Couple of questions. When I refill the system should I put just water in it to test for any leaks then flush the system and put a 50/50 mix of coolant? Or just put the coolant mix in the system? Is there a way to flush the system now that I have the pump removed? Did not see much in the way of scale. But a fair amount of rusty water was present ( now in my bilge). When I fill the header tank is there a bleeding procedure or will the air in the system bleed it self to the header coolant tank?

Where is the lower drain to empty the coolant. I want to be affirmed that I can drain any coolant left in the engine before I start adding fresh new coolant.

Thanks for any help. Pictures to follow if I got any good Images.
 
Oct 22, 2014
20,989
CAL 35 Cruiser #21 moored EVERETT WA
Hi Call owners. Still working on my 4107. I identified that coolant was leaking from the water pump. So removed the pump. Left a question on the 'engine and propulsion' forum about the pump assembly.

I read that I need to flush rust and scale from the engine.

Now I wonder what is the best way to go about this task ?

I have the pump off so there is a way for the water to pour out into the bilge. Not sure where to put the water into the system.

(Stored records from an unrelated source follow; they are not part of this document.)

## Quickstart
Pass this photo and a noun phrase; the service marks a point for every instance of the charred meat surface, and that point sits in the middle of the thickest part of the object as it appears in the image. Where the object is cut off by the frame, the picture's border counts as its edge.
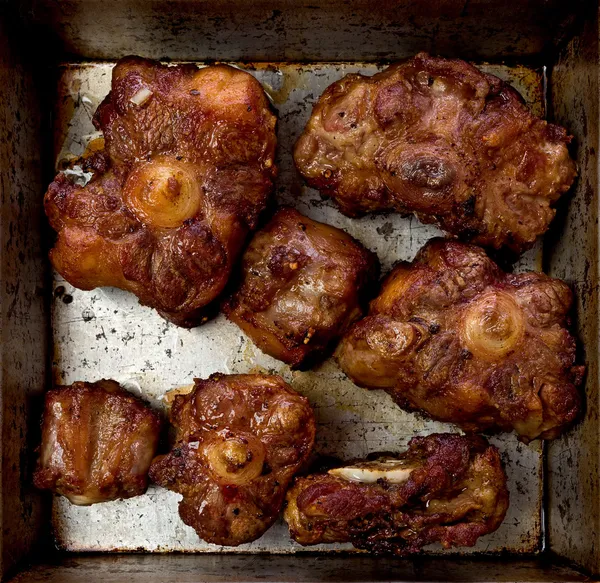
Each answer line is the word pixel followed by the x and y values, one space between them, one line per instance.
pixel 98 441
pixel 443 140
pixel 445 488
pixel 187 167
pixel 453 336
pixel 240 440
pixel 303 284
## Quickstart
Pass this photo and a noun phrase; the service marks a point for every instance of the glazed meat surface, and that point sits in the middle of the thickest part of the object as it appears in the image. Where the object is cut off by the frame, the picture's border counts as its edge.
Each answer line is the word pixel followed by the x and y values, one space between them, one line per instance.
pixel 240 440
pixel 98 441
pixel 445 488
pixel 303 284
pixel 443 140
pixel 186 169
pixel 453 336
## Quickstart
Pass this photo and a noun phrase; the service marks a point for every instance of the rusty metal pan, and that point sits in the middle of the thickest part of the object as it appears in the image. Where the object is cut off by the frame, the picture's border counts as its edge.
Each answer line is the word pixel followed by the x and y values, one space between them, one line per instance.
pixel 106 333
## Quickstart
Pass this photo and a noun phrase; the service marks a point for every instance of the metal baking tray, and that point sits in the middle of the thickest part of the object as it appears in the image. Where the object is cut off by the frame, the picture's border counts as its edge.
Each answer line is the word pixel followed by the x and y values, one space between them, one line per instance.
pixel 53 333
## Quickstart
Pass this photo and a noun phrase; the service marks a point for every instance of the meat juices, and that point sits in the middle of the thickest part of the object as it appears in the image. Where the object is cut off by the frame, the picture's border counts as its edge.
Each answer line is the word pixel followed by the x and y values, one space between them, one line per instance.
pixel 187 167
pixel 445 488
pixel 97 443
pixel 240 439
pixel 303 284
pixel 439 138
pixel 456 338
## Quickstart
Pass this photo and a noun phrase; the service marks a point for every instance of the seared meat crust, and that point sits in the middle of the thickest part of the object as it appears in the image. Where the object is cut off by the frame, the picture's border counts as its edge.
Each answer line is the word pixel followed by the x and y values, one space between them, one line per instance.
pixel 187 167
pixel 439 138
pixel 454 337
pixel 455 494
pixel 97 443
pixel 304 283
pixel 240 440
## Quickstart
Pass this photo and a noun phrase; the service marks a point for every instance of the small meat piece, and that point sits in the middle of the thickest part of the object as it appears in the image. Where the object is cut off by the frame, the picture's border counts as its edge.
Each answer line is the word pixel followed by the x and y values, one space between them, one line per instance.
pixel 445 488
pixel 98 441
pixel 186 169
pixel 240 440
pixel 443 140
pixel 304 283
pixel 453 336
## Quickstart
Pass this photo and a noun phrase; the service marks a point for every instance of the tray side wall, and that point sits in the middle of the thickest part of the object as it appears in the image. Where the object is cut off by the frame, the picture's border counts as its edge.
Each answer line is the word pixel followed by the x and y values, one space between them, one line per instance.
pixel 23 318
pixel 573 460
pixel 302 30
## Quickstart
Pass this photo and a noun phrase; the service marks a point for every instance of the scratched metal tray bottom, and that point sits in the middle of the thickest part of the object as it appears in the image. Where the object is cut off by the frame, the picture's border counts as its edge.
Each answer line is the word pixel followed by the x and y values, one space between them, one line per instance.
pixel 106 334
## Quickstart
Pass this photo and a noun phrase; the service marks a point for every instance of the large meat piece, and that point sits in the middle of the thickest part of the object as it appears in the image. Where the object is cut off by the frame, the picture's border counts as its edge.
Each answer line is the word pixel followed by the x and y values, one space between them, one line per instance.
pixel 439 138
pixel 240 440
pixel 445 488
pixel 187 167
pixel 453 336
pixel 303 284
pixel 98 441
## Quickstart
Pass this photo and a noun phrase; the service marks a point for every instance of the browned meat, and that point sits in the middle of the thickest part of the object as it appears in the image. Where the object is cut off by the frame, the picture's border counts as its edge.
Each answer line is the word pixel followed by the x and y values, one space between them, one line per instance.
pixel 97 443
pixel 240 440
pixel 186 170
pixel 303 284
pixel 453 336
pixel 445 488
pixel 441 139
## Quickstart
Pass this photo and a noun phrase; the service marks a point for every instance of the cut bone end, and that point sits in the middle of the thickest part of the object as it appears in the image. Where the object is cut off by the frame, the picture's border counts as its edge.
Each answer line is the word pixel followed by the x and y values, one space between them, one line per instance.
pixel 393 471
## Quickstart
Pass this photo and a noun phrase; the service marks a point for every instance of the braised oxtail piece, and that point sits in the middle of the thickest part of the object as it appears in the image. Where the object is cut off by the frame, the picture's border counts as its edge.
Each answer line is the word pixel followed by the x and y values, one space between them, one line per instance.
pixel 441 139
pixel 239 441
pixel 445 488
pixel 454 337
pixel 187 167
pixel 98 441
pixel 303 284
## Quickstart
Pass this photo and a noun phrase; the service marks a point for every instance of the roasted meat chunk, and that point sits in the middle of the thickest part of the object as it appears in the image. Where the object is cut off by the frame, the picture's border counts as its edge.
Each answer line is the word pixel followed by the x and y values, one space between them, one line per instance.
pixel 453 336
pixel 303 284
pixel 187 167
pixel 443 140
pixel 445 488
pixel 240 439
pixel 98 441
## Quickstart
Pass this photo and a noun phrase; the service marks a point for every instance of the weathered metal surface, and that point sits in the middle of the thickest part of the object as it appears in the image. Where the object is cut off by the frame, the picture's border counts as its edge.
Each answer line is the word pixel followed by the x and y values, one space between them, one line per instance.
pixel 574 460
pixel 23 317
pixel 311 569
pixel 302 30
pixel 106 333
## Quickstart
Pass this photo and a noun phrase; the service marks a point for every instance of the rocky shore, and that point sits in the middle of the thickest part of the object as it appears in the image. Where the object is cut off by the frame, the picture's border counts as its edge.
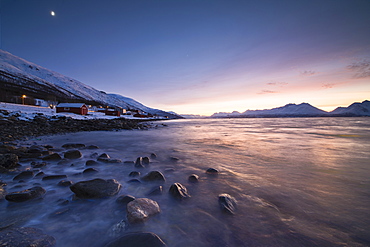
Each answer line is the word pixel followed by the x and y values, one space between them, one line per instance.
pixel 12 128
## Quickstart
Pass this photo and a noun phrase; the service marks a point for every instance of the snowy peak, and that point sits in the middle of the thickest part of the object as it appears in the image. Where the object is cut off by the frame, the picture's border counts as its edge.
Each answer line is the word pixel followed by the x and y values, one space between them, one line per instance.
pixel 18 76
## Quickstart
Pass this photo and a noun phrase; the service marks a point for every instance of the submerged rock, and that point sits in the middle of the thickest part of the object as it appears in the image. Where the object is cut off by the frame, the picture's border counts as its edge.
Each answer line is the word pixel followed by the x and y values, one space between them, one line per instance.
pixel 24 175
pixel 178 191
pixel 140 209
pixel 154 176
pixel 72 154
pixel 139 239
pixel 212 171
pixel 73 145
pixel 96 188
pixel 8 161
pixel 227 203
pixel 25 237
pixel 54 156
pixel 26 195
pixel 193 178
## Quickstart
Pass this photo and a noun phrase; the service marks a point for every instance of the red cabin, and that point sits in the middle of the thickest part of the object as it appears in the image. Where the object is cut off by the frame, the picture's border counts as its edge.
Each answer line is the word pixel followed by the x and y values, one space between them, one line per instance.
pixel 77 108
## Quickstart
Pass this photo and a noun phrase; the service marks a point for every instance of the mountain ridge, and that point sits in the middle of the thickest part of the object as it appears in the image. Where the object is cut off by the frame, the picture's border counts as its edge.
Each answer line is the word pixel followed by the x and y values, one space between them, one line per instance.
pixel 20 76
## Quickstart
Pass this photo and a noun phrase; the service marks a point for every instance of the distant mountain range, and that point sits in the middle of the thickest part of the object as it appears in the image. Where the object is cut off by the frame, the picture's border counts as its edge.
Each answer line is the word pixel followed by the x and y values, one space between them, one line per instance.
pixel 302 110
pixel 18 76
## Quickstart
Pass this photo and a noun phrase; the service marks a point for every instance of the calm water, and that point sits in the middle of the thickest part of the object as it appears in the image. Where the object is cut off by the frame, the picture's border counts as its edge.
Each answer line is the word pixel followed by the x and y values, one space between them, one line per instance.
pixel 298 182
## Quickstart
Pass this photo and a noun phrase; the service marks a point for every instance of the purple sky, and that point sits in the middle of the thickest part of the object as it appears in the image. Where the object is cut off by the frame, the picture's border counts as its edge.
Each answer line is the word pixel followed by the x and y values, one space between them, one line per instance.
pixel 200 56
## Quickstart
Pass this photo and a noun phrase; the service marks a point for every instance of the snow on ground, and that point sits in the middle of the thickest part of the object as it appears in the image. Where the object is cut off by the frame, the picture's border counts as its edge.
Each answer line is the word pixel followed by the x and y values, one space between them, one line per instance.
pixel 28 112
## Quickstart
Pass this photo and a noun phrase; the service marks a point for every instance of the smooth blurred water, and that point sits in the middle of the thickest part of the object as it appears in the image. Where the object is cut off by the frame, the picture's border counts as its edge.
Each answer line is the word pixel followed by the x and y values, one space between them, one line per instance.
pixel 298 182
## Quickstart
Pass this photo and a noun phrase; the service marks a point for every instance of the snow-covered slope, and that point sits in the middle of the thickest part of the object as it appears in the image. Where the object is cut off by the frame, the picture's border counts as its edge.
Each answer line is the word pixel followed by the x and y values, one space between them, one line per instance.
pixel 356 109
pixel 34 79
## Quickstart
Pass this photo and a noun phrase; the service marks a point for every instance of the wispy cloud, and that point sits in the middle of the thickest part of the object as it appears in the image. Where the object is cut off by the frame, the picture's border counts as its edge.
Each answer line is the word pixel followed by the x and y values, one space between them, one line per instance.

Will the open pump face be enough to get water to fully flush through the system?

Thanks for your help and ideas.
 
Mar 30, 2013
700
Allied Seawind MK II 32' Oologah Lake, Oklahoma
You might rinse out some of it that way but the only way to get any serious flushing action that I know of will be to reassemble everything and be able to run it under pressure much like doing a backflush on a car engine.
 
Feb 26, 2004
22,759
Catalina 34 224 Maple Bay, BC, Canada
One of the things you're finding is that SOURCES of materials become very important, once you've figured out what they are to begin with!:eek:

Pump source: www.depcopump.com THE place to go.

All things boats: Maine Sail's website http://www.marinehowto.com/

Google is your friend in searching out Perkins info.

www.cruisersforum.com has a lot of UK based folks, good source for Perkins info.

Engine electrical info: clean up the wires and the connections, draw wiring diagrams FIRST, before & after really helps

Overheating: as you've found out rw pump, then HX. HX sources:

Heat Exchangers 101: Sources for replacement

http://c34.org/bbs/index.php/topic,6920.0.html

Some good links are also here, not specific to our Catalina 34s but good for everyone:

http://c34.org/bbs/index.php/topic,6437.0.html

Good luck, sounds like you got a good start on things.